At the beginning of section 4 we analyzed the equation *x*^{4 }+ *x*^{2 }+ 1 = 0 after writing *x*^{4 }+ 1 = -*x*^{2} and "completing squares" in the sense that (*x*^{2 }+ 1)^{2 }= -*x*^{2 }+ 2*x*^{2}. Is it possible to extend this idea to all biquadratics whenever the transformation cannot be applied with ease? In his quest of a proof of the Fundamental Theorem of Algebra, Leonhard Euler (1707-1783) considered the equation *x*^{4 }+ *ax*^{2 }+ *b *= 0, where *a*^{2 }- 4*b* < 0 ([5], p. 364). The inequality *a*^{2} < 4*b* implies *a* <= |*a*| < 2√*b*, hence 2√*b *- *a* > 0. We have *x*^{4 }+ *b *= -*ax*^{2}, which is equivalent to (*x*^{2 }+ √*b*)^{2 }= -*ax*^{2 }+ 2√*b**x*^{2}. Therefore (*x*^{2 }+ √*b*)^{2 }= (*x*√(2√*b*-*a*)^{2}, which in turn leads to *x*^{2 }+ √*b *= *x*√(2√*b*-*a)* or *x*^{2 }+ √*b *= -*x*√(2√*b*-*a)*. The two quadratics provide the four solutions, real or complex, of *x*^{4 }+ *ax*^{2 }+ *b *= 0. We note that the expression *a*^{2 }- 4*b*, called the "discriminant" of the biquadratic, determines the path to be followed. We have succeeded in solving the most general biquadratic with real coefficients.

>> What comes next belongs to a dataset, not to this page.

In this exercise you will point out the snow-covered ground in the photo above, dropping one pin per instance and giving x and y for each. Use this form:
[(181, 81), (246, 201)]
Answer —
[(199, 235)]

To illustrate the procedure let us analyze with care the equation *x*^{4 }+ 12 = 6*x*^{2}, one of Cardano's original equations that we mentioned in section 2. We note that its discriminant is negative, thus we write (*x*^{2}+√12)^{2 }= 6*x*^{2 }+ 2(√12)*x*^{2}, that is to say (*x*^{2 }+ √12)^{2 }= (√(6 + 2√12)*x*)^{2}. Hence *x*^{2 }+ √12 = √(6 + 2√12)*x* or *x*^{2 }+ √12 = -√(6+2√12)*x*. The first equation has the two complex solutions $${1\over 2}\sqrt{6+2\sqrt{12}}\pm i{1\over 2}\sqrt{2\sqrt{12}-6}$$ while the second equation has the two complex solutions $$-{1\over 2}\sqrt{6+2\sqrt{12}} \pm i{1\over 2}\sqrt{2\sqrt{12}-6}.$$ These are the four solutions of the given biquadratic in the complex field. Cardano was right in claiming that *x*^{4 }+ 12 = 6*x*^{2} has no solutions in the "real" realm, the only type acceptable to him and his contemporaries.